Following by example; How I Started Breast Feeding

 

I had my first child when I was twenty. I did not live near family.  I was still a student.  I had to attend lectures.  In those days there was no crèche for students’ children.  Few students were having children then.  I bottle fed my new baby.
I finished university.  We shared a house with another couple who had a new born baby.  The mum was breast feeding.  Brid took her baby into bed beside her at night.  The baby was snug and cosy.  After feeding, her mum put her back in the cot.  She was sound asleep.
There was none of the gadgets then to make up lots of bottles and save them in the fridge.  Brid did not have to get up in the middle of the night in the cold and make a bottle of milk.  She did not lose much sleep.
I thought to myself if I have another child I would like to breast feed him.
I did so and went on to breastfeed each of the rest of my thirteen children.
Each of them I fed for up to a year.  I was blessed to be able to feed my children without any trouble.
My grandchildren have all been breast fed.
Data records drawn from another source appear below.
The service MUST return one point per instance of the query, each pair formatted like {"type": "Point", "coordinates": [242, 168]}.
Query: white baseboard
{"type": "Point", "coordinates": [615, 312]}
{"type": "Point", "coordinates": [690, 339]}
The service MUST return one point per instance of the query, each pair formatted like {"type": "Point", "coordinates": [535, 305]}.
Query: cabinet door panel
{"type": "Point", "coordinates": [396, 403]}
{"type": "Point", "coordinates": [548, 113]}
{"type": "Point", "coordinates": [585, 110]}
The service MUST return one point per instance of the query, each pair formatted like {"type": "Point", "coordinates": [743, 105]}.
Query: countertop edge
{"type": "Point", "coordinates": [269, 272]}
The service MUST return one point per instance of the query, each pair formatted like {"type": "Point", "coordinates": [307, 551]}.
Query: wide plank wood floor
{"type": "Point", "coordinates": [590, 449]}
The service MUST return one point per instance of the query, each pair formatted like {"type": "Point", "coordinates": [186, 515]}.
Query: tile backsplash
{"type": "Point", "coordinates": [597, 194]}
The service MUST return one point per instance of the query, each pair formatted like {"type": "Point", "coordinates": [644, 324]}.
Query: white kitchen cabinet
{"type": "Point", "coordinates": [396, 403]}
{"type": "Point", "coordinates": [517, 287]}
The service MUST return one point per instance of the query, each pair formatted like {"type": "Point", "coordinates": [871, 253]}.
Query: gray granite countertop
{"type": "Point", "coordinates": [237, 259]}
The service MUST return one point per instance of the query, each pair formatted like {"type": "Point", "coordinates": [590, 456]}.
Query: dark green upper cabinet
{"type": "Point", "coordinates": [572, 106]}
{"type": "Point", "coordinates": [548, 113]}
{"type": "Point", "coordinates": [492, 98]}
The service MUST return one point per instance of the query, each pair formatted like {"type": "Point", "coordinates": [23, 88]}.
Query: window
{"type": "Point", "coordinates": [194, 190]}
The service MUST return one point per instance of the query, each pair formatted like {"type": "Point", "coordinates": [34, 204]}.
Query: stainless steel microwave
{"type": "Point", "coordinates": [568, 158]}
Often this is how we learn about faith.  If we see someone doing what they believe is possible then one can learn and step out to try for oneself.
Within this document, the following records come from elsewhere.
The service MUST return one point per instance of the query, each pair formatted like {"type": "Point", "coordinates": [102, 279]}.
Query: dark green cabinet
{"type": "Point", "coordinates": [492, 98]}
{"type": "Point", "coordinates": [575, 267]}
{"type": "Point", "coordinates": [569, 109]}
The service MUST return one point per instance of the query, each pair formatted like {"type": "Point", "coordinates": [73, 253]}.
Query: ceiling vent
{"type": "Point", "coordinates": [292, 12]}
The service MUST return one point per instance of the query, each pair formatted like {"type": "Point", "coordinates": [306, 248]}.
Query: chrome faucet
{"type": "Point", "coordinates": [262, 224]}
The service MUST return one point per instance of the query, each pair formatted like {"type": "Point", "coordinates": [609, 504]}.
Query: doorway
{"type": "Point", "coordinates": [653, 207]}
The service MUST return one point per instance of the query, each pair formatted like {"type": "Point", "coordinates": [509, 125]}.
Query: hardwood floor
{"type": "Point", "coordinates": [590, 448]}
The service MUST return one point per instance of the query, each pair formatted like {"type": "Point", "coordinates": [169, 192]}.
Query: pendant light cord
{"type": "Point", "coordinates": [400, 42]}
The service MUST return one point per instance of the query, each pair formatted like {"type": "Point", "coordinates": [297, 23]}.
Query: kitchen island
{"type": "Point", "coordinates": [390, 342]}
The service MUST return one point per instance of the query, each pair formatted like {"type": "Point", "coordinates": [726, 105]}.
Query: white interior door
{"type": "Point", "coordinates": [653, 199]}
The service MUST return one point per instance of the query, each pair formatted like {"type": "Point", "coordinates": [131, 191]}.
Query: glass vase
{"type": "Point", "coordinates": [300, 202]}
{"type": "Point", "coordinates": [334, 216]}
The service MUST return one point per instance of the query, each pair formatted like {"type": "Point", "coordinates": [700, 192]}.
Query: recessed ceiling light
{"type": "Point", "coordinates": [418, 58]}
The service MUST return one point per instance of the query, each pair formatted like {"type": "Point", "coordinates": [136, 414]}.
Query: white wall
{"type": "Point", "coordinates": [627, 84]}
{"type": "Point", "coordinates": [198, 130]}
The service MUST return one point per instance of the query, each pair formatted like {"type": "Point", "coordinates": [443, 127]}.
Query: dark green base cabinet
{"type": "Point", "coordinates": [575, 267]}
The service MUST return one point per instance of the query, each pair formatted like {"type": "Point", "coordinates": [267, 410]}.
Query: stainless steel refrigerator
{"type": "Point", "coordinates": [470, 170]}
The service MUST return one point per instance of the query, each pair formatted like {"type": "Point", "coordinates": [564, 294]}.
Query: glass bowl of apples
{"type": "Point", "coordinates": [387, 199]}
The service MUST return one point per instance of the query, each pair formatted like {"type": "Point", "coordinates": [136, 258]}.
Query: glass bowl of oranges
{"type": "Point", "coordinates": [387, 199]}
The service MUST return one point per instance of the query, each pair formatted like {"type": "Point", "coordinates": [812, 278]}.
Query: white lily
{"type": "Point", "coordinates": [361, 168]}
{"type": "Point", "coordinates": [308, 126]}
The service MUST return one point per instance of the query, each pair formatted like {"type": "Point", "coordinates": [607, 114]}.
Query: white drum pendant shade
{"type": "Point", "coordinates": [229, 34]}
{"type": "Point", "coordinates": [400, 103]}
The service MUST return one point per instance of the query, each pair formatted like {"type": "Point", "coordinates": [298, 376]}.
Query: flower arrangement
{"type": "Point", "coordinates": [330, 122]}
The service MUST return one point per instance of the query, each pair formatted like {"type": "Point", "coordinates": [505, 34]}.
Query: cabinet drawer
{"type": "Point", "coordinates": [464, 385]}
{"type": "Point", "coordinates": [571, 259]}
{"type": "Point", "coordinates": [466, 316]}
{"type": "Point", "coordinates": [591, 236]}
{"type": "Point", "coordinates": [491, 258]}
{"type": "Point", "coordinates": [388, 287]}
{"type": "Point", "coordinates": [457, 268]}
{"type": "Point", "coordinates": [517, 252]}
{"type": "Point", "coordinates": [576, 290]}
A little child steps out to walk because he is encouraged by his parents.  He sees them walk so he can do it too.
He trusts his parents.
This is how I grew in faith in many areas.
I saw how others prayed to God.  I tried it and God heard and answered my prayers.
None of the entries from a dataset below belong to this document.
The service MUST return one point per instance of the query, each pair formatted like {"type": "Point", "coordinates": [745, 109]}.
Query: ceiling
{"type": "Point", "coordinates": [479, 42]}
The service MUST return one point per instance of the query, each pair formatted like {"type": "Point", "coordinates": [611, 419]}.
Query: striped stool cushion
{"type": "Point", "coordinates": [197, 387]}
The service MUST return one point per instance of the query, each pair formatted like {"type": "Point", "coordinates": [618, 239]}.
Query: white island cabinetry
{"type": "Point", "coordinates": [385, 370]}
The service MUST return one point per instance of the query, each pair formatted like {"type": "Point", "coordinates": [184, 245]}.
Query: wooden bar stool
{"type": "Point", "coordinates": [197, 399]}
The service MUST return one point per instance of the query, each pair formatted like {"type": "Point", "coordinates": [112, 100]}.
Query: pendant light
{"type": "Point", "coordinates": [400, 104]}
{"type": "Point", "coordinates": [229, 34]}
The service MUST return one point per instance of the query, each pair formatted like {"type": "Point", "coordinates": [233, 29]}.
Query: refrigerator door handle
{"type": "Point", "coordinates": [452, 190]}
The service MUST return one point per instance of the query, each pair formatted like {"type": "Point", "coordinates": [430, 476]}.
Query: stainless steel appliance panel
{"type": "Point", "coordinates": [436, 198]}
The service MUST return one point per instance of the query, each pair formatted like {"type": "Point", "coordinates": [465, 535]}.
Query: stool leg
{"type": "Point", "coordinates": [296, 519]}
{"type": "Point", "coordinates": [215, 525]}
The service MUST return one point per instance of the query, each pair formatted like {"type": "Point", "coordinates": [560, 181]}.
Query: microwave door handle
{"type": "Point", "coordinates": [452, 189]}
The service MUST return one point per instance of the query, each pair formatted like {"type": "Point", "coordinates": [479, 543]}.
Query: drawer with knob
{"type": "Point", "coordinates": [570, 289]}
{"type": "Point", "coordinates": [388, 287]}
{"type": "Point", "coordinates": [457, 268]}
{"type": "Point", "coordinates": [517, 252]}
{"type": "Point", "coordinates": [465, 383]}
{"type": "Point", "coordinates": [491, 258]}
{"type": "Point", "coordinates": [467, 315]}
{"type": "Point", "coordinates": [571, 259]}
Our children heard us pray so our children found it easy to pray without fear.
I desire to be an example so others.  What God has done for me He can do for you.

Unto us a Child is Born

We all loved Nora.  Then one day Shann and Brendan started praying for another baby. They said, Mummy we want a baby brother as well.  They thought babies just come to order.  They had childlike faith.  Eighteen months later Aaron was born.
Aaron was a beautiful baby. The scripture says, Moses was a beautiful baby.  When Moses was born Pharoah had the midwives kill all the male Israelite children because he feared the nation of Israel would grow too strong.  But when Moses’ mum saw that Moses was a beautiful boy she defied Pharoah’s decree and hid the child and kept him alive.  No abortion for Aaron.
The Mary Rankin, in Coleraine was an old style maternity home where you could have your baby and your GP would attend.  It was staffed by caring midwives.  It didn’t have the clinical atmosphere of a hospital.  It was only a five minute walk from our home, over the bridge across the river Bann.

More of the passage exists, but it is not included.